I have wanted to write this for years but haven’t had the guts. But now, here goes: There are several things I dislike about being a missionary and one of the top ones is asking for money. I do not like traveling around and speaking in order to raise money. I do not like writing letters in order to raise money. I do not like it, Sam I am. I do not want to look at friends as walking wallets, or churches as banks. I do not want to be thinking about how I can get more people and more churches to give more money.
But there is another perspective as well. And that is that we in the Body of Christ work together to accomplish the wider goals of the Kingdom. We share and give in order to enable other members of the Body–such as pastors and missionaries–to minister more widely and effectively. Not only that, but what really matters is that giving is an act of worship. We do not give just in order to ‘get more done in ministry’ but because we are grateful to God and we want to worship him by giving financially as well as by singing, praying, preaching and serving. As David prayed, “In the uprightness of my heart I have freely offered all these things, and now I have seen your people, who are present here, offering freely and joyously to you. (1 Chr0nicles 29:17b ESV)

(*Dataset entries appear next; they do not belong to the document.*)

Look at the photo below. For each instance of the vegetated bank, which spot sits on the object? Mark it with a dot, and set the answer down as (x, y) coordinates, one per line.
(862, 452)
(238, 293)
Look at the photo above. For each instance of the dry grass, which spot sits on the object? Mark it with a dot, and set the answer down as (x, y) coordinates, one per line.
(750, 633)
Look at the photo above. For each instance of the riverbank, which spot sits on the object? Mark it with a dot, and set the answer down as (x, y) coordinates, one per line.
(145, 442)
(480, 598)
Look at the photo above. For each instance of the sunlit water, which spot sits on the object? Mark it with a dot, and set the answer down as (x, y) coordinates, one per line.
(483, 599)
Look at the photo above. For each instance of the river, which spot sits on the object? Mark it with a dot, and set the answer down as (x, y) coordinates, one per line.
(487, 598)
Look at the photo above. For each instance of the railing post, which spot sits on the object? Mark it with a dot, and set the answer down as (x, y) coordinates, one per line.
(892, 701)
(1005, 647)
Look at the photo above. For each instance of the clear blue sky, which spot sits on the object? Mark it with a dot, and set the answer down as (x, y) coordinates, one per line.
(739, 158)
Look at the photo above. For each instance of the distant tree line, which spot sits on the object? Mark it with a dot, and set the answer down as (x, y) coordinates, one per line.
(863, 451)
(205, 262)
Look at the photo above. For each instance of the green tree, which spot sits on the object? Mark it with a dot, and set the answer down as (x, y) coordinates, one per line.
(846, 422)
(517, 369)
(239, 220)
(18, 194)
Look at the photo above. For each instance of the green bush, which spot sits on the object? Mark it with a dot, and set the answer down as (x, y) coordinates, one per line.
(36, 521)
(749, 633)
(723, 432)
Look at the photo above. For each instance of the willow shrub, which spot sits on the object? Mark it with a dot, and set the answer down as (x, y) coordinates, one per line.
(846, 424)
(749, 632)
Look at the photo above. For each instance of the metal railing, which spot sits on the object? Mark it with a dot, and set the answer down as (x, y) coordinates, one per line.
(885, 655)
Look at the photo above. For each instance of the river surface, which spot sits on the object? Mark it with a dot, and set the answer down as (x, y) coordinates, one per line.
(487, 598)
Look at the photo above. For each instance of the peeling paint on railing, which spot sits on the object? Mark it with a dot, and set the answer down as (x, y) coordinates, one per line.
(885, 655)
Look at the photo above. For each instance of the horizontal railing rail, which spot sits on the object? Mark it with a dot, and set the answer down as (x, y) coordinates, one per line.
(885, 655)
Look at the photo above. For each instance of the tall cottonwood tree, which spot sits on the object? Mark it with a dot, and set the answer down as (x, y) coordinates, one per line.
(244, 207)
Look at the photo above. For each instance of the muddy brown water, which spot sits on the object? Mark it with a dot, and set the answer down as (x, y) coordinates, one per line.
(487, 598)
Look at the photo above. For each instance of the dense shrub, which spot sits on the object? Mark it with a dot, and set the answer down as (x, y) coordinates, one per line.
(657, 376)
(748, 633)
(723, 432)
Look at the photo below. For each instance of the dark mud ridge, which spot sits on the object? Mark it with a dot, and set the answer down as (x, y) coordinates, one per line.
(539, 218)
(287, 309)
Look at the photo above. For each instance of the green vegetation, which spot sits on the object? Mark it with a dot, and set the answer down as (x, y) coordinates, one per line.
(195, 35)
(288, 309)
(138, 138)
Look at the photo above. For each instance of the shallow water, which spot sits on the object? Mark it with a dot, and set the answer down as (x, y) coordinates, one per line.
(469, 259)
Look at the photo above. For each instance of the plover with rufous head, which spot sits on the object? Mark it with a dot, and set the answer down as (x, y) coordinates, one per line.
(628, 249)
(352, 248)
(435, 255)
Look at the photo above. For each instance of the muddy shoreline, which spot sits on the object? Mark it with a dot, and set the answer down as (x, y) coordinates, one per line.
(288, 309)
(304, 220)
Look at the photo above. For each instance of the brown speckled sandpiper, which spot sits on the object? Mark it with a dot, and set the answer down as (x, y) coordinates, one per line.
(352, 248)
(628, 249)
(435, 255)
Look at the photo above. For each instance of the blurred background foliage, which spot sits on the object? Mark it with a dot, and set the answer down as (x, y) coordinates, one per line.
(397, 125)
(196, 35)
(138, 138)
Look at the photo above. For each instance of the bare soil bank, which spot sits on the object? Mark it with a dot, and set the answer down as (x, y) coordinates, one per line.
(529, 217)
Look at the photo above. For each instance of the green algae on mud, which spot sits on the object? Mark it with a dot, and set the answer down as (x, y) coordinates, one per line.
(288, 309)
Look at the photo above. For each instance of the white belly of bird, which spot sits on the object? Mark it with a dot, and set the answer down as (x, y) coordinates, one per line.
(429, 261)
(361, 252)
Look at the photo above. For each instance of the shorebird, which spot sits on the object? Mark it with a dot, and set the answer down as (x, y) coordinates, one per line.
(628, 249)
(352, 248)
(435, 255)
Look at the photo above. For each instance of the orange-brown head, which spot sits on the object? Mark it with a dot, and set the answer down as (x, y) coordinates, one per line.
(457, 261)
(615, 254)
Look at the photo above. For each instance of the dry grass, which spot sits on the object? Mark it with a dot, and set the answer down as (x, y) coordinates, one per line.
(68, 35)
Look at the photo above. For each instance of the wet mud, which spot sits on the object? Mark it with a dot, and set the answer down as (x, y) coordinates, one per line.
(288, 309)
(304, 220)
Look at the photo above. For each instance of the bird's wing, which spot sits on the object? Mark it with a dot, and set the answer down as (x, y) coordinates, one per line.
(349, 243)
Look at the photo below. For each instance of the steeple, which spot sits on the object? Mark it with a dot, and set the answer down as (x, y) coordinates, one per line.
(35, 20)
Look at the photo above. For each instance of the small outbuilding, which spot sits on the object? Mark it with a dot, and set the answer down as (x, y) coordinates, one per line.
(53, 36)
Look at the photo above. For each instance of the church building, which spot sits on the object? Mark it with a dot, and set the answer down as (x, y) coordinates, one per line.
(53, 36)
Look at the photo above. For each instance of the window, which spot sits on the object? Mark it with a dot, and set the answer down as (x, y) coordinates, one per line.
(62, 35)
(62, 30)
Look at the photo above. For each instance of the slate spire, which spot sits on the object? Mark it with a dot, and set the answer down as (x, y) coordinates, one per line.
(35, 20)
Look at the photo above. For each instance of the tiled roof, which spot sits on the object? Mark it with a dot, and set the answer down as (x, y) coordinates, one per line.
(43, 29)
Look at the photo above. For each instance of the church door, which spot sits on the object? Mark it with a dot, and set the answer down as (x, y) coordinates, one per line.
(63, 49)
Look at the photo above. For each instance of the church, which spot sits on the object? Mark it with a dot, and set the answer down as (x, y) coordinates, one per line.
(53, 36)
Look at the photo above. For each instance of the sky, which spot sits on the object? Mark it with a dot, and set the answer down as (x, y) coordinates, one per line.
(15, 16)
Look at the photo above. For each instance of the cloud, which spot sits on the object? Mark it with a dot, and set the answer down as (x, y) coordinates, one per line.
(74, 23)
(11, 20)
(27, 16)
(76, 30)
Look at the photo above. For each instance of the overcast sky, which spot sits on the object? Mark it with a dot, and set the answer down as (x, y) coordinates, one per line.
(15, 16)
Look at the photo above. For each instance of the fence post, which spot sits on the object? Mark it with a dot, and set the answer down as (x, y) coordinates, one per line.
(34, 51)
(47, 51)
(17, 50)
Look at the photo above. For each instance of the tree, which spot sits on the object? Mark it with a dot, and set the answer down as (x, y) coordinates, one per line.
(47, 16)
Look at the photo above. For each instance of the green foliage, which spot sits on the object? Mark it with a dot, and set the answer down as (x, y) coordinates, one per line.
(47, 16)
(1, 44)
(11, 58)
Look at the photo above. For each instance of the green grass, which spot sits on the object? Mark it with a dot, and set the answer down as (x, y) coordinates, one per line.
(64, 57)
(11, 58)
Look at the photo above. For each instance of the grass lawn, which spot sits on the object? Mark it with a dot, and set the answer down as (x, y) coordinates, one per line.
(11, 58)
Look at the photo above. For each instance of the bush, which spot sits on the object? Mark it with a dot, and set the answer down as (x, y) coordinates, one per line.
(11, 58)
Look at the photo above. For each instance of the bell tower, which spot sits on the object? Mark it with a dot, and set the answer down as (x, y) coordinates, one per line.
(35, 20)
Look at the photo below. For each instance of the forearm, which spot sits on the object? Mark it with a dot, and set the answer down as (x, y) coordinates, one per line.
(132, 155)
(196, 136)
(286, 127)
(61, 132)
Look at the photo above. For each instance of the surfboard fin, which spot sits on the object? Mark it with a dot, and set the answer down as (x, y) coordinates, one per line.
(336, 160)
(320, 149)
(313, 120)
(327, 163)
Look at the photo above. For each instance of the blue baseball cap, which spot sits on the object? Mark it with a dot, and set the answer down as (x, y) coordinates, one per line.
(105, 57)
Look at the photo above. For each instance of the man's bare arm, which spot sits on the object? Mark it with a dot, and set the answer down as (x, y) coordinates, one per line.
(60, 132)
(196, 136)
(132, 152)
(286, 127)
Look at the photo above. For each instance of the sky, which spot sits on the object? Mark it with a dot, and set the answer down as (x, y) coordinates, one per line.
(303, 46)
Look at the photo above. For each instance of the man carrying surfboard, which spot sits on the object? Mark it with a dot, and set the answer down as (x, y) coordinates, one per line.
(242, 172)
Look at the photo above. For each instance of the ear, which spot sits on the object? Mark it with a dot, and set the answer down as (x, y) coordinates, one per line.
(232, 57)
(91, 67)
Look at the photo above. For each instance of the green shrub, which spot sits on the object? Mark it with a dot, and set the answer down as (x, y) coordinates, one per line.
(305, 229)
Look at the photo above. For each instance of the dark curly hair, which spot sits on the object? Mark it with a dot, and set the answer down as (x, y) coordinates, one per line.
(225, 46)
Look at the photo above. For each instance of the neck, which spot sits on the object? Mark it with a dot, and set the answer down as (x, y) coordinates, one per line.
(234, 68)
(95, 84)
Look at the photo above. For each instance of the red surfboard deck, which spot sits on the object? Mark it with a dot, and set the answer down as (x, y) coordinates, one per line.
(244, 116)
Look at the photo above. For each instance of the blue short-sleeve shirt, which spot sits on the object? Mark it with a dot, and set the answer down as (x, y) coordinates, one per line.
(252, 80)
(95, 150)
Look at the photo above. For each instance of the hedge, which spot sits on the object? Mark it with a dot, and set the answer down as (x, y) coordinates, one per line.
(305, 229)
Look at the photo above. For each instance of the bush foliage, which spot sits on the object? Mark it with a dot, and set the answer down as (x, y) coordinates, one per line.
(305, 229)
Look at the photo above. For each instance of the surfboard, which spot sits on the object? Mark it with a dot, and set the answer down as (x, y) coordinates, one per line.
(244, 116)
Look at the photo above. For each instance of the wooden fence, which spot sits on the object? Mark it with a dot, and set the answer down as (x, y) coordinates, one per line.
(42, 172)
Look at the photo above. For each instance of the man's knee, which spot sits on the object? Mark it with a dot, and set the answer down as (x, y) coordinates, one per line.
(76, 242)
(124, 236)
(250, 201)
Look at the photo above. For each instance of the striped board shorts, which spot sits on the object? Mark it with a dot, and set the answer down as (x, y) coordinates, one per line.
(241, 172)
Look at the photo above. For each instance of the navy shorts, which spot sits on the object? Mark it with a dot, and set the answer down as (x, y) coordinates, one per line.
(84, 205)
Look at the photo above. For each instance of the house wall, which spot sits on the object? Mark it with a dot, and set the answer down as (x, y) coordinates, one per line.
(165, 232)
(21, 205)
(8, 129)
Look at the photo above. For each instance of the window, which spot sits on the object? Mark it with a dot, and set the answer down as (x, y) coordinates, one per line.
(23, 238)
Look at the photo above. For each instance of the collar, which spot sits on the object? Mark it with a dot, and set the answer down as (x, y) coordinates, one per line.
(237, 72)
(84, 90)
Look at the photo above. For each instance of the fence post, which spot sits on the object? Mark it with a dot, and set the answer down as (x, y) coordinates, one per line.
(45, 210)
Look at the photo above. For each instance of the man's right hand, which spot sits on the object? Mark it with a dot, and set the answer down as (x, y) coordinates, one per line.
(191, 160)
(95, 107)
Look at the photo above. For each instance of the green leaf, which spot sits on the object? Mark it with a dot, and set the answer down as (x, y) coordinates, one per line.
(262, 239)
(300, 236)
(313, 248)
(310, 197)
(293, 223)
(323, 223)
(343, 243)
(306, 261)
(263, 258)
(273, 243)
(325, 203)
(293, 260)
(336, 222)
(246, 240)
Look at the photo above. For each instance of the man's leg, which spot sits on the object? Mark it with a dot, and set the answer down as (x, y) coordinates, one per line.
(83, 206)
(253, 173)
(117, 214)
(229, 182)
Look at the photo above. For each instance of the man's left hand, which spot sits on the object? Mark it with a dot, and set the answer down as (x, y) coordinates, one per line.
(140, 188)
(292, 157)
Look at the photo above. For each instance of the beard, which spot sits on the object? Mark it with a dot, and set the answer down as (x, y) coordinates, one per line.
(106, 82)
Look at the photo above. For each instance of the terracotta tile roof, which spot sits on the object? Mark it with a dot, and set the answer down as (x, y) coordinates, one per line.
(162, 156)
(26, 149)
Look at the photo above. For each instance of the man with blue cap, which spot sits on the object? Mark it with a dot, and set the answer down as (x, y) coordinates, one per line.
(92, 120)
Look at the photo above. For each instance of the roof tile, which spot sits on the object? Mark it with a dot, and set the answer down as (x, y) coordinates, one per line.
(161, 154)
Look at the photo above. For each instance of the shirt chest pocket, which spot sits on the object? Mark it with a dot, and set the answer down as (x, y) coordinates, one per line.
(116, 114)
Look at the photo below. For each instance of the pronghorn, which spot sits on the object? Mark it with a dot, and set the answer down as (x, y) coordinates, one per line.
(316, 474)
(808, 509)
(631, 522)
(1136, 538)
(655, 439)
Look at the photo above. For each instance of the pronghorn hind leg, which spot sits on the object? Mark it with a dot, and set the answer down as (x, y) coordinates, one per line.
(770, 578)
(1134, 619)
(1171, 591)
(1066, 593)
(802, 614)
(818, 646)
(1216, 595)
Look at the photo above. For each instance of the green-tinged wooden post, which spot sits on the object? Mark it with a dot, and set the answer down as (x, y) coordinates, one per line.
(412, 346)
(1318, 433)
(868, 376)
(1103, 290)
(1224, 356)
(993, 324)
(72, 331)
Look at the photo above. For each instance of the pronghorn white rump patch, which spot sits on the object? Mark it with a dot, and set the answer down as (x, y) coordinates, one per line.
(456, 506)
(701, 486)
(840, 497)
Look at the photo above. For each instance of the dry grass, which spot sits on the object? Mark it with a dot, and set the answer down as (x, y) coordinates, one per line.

Another point to be made is that it takes money to do ministry. For example, in order for Matthew to get to Poland to minister to youth there, he needed money for food for him to eat during those 10 days, an airline ticket to get back home, etc., etc. In order for me to go to a village in southern Hungary to training Bayash in how to do Bible translation, I needed money to pay for gas for the car, tolls for the road, groceries for breakfast, money for eating at a restaurant for lunch and supper between the training sessions, funds to pay for the printer ink cartridges and paper for the handouts, and money to pay the Bayash translators for two days of their work time.
In practical terms, the more money that is given, the more ministry we can do. We do need funds to pay our rent and utilities, to buy milk and meat, to keep the lights on and the heat pumping, but that is just the basic money to keep us living in Hungary. Yet we want to do more than just live here. In order to go to a Roma village and find out which language is spoken there, we have to pay for gas to travel, a bed and breakfast to stay in, a recording device for gathering audio samples, and cups of coffee to keep me awake as I drive home. If we have funds for projects beyond our salary, then we can do ministry projects. If we don’t, we can’t.
So in some ways it is true that the more money is given, the more ministry can be done. And that, frankly, is exciting. There are still tens of thousands of Roma (Gypsies) who need to have the Scriptures and have their lives transformed by God’s Spirit and his Word. And it takes money to get to them and to minister to them. That is what we are here to do. I like that. I do like that, Sam I am.